Kasus ini diungkap oleh Polda Jabar berkerjasama dengan Kalapas LP Cipinang. Kabid Humas Polda Jabar, Kombes Pol Jules Abraham Abast menerangkan, tersangka dalam kasus ini adalah seorang narapidana berinisial MA.
Jules menyebut, MA memeras anak di bawah umur inisial AN (13) dengan mengancam menyebarkan foto serta video vulgar korban ke di grup WhatsApp.
Kejadian itu bermula saat korban AN berkenalan dengan seorang pria via media sosial instagram. Kepada AN, pemilik akun @cakr_alv mengaku bernama C. Komunikasi berlanjut via aplikasi WhatsApp.
“Beralih ke WhatsApp (WA) sekira bulan Juni 2024,” kata Jules dalam keterangan tertulis, Senin (1/7/2024).
Jules mengatakan, AN awalnya tidak menceritakan perkenalan kepada orangtuanya. Hubungan mereka berdua diketahui usai orangtuanya menerima pesan WhatsApp dari nomor tak dikenal. Pesan itu dikirimkan pada Sabtu 8 Juni 2024.
Kepada orangtuanya, AN kemudian mengaku pernah mengirimkan foto dan video tanpa busana kepada pemilik akun @cakra_alv.
“Pesan WhatsApp dengan nomor yang tidak dikenal mengirimkan foto dan video anaknya AN tanpa busana,” kata Jules.

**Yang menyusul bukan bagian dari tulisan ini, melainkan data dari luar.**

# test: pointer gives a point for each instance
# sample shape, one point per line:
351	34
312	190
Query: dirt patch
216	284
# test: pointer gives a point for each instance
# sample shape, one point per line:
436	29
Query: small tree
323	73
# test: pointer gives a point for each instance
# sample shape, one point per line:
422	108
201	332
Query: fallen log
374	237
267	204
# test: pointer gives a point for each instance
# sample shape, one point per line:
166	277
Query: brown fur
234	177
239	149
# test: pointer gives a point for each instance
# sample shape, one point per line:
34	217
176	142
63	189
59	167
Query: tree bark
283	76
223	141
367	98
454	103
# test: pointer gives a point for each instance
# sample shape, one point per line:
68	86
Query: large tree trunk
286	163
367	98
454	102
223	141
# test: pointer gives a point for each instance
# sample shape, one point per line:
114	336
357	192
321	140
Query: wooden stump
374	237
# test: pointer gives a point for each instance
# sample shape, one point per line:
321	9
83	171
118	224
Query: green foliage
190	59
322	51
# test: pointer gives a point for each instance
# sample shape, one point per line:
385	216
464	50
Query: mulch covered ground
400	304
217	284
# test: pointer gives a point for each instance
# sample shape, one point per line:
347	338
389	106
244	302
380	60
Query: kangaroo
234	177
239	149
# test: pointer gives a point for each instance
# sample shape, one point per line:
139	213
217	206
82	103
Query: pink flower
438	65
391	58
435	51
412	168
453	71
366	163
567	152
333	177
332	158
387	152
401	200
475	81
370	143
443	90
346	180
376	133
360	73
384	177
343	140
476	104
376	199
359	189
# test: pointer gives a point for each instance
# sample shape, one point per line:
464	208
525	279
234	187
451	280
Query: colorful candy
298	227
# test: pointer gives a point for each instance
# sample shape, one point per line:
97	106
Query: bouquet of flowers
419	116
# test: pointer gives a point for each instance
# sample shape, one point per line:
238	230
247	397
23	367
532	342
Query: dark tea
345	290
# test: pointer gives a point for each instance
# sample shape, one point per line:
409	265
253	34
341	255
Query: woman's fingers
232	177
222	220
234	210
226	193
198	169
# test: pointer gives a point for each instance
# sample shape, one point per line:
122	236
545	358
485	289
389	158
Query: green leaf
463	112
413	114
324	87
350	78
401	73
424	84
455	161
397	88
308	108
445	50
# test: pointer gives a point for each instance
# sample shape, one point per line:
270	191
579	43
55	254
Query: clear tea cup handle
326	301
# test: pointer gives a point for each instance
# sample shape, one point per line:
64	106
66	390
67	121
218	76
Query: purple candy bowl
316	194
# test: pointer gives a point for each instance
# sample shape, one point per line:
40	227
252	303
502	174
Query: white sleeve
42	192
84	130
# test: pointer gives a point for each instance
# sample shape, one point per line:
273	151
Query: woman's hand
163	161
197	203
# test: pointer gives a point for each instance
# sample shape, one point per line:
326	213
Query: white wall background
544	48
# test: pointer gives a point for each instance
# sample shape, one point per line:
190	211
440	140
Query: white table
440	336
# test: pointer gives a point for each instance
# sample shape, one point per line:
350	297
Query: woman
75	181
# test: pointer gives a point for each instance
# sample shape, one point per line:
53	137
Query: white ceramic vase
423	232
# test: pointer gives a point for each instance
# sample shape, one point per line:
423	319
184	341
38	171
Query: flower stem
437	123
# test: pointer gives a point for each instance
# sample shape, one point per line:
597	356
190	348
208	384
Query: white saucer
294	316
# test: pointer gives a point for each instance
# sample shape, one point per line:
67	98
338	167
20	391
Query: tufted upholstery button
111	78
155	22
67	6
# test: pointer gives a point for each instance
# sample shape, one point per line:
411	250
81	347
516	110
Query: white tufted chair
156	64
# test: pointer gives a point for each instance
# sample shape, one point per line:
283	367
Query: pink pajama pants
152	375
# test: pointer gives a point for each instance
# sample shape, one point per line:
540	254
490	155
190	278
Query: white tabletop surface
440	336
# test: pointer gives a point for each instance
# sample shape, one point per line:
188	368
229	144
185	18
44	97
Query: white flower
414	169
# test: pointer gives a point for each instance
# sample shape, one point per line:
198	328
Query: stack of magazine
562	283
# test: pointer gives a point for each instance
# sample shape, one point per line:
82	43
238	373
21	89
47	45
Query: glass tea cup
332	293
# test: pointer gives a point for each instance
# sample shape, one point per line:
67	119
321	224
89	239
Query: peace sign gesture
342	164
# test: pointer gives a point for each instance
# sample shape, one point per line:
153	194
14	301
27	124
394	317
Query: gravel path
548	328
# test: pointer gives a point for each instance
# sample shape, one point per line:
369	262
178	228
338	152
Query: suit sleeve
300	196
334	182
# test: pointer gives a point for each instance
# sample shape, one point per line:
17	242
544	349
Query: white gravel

Jules mengatakan, pelaku MA memeras orang tua korban dengan meminta uang Rp600 ribu. Apabila menolak, foto dan video AN akan disebarluaskan.
Tak cuma itu, Jules menambahkan, pelaku juga membuat grup WhatsApp isinya korban dan empat orang temannya. Bahkan, profile picture grup WhatsApp menggunakan foto AN tanpa busana.